Spreadsheets are not like written documents. You may use Microsoft Word to write a letter or documentation and when you're done, that is it. It get's saved and filed. However, it's not uncommon in the business world for a spreadsheet to constantly updated and modified for five to ten years. And they have a tendency to grow in every direction possible. That means lots of columns and rows that just don't fit nicely on a small screen. People who don’t use Excel often may not see screen real estate as a problem. It is possible to create quick and simple little tables on an iPad. It may take a little more effort due to the lack of a mouse but it is possible.
But most corporate spreadsheets are like the city of New Delhi, India. They were not designed but grew into sprawling beasts with large footprints. If you want to see more columns and rows your only recourse is to make everything smaller. This, however, makes the cells hard to work with. The tinier the cell, the harder it is read the numbers. And on a 9.7” screen at 100% the numbers are already really, really small. Also, selecting a specific cell with your fat finger and highlighting ranges starts to get challenging really quick. It really is easier to use a mouse and a pointer than to use your fingers. But that is another issue altogether that not even a bigger screened iPad would solve. A stylus might be an improvement but never having used a stylus with spreadsheets I just can't comment.
Even if a stylus is an improvement, I doubt it would be as efficient as the mouse which allows us to use the right and left buttons in conjunction with the pointer. Business people using spreadsheets rarely key ranges directly into their cell formula's, they generally highlight a range of cells by holding down the left button and dragging over the desired cells. And the ever-present right-click menu is something most people would be loathe to get rid of.
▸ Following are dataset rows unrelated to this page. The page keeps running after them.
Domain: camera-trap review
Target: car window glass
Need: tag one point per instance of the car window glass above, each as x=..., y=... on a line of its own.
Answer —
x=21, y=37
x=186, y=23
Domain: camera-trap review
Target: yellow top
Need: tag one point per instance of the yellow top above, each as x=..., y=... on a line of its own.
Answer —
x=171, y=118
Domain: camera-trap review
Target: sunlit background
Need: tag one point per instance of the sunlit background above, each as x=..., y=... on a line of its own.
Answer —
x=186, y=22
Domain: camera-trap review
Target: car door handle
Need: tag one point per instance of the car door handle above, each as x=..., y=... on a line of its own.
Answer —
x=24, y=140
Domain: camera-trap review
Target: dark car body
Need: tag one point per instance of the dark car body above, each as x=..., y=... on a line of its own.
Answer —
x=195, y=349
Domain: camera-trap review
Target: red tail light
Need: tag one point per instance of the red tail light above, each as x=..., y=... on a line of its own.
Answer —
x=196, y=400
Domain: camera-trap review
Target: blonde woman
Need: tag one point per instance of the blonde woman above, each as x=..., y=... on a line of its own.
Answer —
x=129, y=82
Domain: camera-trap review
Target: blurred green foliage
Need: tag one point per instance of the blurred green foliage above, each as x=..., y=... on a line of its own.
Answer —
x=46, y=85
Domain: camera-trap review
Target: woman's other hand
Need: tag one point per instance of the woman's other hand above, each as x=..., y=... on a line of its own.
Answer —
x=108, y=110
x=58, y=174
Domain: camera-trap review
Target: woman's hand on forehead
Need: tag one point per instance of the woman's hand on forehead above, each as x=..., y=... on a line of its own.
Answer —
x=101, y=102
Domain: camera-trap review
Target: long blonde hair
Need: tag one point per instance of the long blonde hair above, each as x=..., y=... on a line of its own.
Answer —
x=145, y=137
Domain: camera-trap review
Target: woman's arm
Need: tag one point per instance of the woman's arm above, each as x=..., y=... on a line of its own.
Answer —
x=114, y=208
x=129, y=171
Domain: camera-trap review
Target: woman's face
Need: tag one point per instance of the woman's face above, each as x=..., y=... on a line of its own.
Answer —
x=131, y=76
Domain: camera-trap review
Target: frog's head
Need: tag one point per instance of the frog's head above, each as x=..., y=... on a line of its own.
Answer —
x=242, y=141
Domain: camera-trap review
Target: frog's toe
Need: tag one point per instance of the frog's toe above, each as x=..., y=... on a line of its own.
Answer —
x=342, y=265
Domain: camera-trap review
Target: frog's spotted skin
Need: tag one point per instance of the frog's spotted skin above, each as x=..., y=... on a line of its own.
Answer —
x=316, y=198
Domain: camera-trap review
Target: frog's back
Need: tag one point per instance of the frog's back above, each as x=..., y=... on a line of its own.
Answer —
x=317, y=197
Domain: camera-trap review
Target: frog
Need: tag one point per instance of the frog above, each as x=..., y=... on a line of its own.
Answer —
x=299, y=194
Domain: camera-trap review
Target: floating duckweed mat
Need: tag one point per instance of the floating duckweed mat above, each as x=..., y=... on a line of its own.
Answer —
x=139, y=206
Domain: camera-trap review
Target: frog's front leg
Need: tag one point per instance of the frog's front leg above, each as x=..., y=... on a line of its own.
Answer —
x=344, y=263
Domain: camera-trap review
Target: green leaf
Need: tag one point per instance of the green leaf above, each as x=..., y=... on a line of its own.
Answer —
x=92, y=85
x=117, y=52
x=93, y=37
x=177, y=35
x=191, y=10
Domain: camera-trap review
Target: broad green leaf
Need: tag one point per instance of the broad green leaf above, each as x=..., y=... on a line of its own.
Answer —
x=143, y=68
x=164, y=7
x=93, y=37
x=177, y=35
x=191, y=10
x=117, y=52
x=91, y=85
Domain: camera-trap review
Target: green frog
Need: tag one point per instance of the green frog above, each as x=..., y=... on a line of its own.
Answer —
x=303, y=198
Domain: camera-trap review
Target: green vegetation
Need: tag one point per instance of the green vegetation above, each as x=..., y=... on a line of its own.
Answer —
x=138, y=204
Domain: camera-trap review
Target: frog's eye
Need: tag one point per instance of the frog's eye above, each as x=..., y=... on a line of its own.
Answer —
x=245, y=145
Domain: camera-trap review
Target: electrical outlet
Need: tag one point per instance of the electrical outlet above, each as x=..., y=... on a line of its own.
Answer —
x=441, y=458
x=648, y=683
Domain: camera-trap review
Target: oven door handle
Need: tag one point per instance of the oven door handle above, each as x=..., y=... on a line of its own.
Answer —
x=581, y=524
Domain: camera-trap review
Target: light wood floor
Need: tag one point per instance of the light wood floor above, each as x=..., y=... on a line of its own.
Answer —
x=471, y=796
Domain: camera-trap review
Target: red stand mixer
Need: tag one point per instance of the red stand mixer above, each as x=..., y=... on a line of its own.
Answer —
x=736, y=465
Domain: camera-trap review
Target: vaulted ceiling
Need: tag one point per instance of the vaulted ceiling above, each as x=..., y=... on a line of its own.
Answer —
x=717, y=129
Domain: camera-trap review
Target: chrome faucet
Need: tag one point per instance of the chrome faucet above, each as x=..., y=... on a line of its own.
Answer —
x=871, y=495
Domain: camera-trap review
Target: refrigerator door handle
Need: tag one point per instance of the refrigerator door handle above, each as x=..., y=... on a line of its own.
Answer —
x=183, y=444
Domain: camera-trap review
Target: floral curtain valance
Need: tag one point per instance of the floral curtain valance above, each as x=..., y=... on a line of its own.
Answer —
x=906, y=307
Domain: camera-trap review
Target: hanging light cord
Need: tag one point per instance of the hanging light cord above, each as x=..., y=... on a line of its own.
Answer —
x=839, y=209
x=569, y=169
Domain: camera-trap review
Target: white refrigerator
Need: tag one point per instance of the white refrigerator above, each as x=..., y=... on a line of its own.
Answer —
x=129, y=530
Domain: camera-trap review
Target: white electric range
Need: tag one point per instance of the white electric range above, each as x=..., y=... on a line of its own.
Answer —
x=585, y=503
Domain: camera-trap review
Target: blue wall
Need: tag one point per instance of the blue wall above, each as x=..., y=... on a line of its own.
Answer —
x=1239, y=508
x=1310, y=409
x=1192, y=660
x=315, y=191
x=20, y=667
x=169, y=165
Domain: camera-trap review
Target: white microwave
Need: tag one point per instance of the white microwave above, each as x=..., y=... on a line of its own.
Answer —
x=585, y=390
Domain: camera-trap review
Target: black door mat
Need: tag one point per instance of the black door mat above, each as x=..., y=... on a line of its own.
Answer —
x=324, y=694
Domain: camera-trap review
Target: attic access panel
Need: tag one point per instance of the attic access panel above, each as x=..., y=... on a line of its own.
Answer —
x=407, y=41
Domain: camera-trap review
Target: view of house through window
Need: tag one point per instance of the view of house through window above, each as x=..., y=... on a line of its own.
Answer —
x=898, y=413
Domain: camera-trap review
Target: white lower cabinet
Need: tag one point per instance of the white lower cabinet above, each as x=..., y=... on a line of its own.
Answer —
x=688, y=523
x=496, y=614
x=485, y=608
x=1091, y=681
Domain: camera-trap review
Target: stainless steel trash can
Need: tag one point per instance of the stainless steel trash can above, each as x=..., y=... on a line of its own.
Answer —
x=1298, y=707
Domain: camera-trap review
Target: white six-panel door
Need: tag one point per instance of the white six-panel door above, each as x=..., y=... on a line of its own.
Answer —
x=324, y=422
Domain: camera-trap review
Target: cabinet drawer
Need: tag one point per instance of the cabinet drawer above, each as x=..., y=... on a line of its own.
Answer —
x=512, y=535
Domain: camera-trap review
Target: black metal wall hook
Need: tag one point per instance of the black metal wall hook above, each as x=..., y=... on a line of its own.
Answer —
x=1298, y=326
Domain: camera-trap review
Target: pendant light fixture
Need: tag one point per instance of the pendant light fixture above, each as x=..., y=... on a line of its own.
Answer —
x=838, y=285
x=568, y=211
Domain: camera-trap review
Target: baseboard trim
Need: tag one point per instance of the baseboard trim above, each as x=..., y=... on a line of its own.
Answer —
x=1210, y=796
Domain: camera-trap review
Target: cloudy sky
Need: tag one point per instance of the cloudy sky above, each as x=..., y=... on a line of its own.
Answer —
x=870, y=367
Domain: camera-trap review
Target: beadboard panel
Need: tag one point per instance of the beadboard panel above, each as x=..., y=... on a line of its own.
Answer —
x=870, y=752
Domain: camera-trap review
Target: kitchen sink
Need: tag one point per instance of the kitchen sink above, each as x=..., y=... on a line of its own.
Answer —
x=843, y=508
Years or even decades of muscle memory asserts itself with the trusty right-click tool box. These two items alone would be deal breakers to most financial analysts using an iPad to create their spreadsheets.
I should also mention that weight trumps size. I’d like a larger screened iPad but not if it is going to be heavy. If I had to choose between a 13” iPad that was over 1.5 lbs or my current iPad Air 2, I’ll take my Air 2. But if I had to choose between an iPad Pro that was 1.5 lbs or less and the current iPad Air 2, I’d pick the iPad Pro. That is one of the reasons I was never tempted by the Surface Pro 3. I don’t care how big the screen is if it is too heavy to use as a magazine once I’m done working.
My dream scenario for an iPad Pro would be a 13” iPad which allowed for the use of a bluetooth mouse and that was no heavier than an iPad 2. I doubt the mouse would ever happen but a larger screened iPad would do a lot to help make the numbers easier to read. And to some extent, a stylus would help overcome the issue of selecting cells and ranges.
I’m already seeing some iPad’s in the office among mid to higher level management. They are brought to meetings to reference material or for taking notes. I’ve also seen iPads propped up on Logitech Ultrathin Keyboards right next to the laptop. The iPad is used just for e-mail while work get’s done on the main PC. But in every case, the iPad is a secondary device that takes back seat to the laptop. And corporate IT sees it with their skeptical eye as an additional expense only bestowed upon the chosen ones.
If Apple could somehow turn the iPad Pro into a viable workhorse machine that people could choose instead of a laptop, an important barrier would have been breached. At that point, corporate IT would no longer begrudge the iPad as a dubious secondary expense given to the Prima Donna’s. If a new employee chooses an iPad or a laptop on his first day of work it wouldn’t matter from a budget standpoint. The corporate environment is already one in which use of the local hard drive is discouraged at all costs and all files are to be stored on the network. Most work is not particularly taxing on the CPU and even the use of USB drives is avoided if possible. Why not use iPads? If it is purchased in lieu of a laptop and the security is superior it could even be preferable.